Using the Congressional Review Act, House Republicans called up a resolution aimed at killing the rule. Under the Congressional Review Act, Congress can reject executive branch rules if the House and Senate pass a resolution that disapproves of the rule. The resolution passed 216-204, with one Democrat voting to kill the rule. The rule went into effect in January.
Under the Labor Department rule, managers of retirement plans are allowed to take into account a company’s stance on climate change and social justice issues when making decisions instead of a focus on return on their investment. The rule got rid of restrictions that retirement plan managers faced that did not allow the plan managers to take into account the environmental, social, and governance factors, even if beneficial to the investor.
Republicans argued this is politicizing retirement investing. They also argued that it is a way to force companies to adopt environmental, social, and governance factors and enact the social change the Democrats seek.
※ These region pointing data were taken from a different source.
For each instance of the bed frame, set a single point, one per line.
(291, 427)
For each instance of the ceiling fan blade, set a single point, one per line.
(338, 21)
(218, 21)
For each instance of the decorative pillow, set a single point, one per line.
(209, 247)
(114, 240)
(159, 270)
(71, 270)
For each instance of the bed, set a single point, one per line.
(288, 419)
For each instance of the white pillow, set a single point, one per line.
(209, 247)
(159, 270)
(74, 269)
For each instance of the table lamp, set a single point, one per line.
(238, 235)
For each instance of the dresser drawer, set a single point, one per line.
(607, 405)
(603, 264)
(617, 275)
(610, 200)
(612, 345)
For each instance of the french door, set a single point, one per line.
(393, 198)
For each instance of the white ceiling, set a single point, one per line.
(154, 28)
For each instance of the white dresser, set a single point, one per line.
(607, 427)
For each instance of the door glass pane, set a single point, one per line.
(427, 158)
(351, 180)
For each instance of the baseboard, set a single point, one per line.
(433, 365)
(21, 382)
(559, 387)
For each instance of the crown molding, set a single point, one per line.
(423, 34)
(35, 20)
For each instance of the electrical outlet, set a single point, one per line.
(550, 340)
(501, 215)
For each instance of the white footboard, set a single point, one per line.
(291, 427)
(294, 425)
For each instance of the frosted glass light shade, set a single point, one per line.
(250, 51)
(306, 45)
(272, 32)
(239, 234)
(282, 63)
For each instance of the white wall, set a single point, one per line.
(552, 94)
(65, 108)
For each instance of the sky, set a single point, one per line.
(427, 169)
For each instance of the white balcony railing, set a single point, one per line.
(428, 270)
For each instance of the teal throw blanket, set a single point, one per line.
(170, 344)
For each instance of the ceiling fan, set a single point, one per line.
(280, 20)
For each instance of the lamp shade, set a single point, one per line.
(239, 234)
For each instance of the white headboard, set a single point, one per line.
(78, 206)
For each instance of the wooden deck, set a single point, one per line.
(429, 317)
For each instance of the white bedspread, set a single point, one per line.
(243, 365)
During the debate, Democrats argued that even if not profitable today, the rule allows managers of retirement plans to invest in companies focused on environmental, social, and governance factors, which could be profitable later.
With the House passing, the resolution now goes to the Senate, where West Virginia Sen. Joe Manchin, a Democrat, has said he would vote with Republicans on the resolution to kill the rule.
If the resolution passes the Senate and reaches the desk of President Joe Biden, he has said he would veto it. This would be the first veto of Biden’s presidency. To override the veto, the House and Senate need a two-thirds majority vote.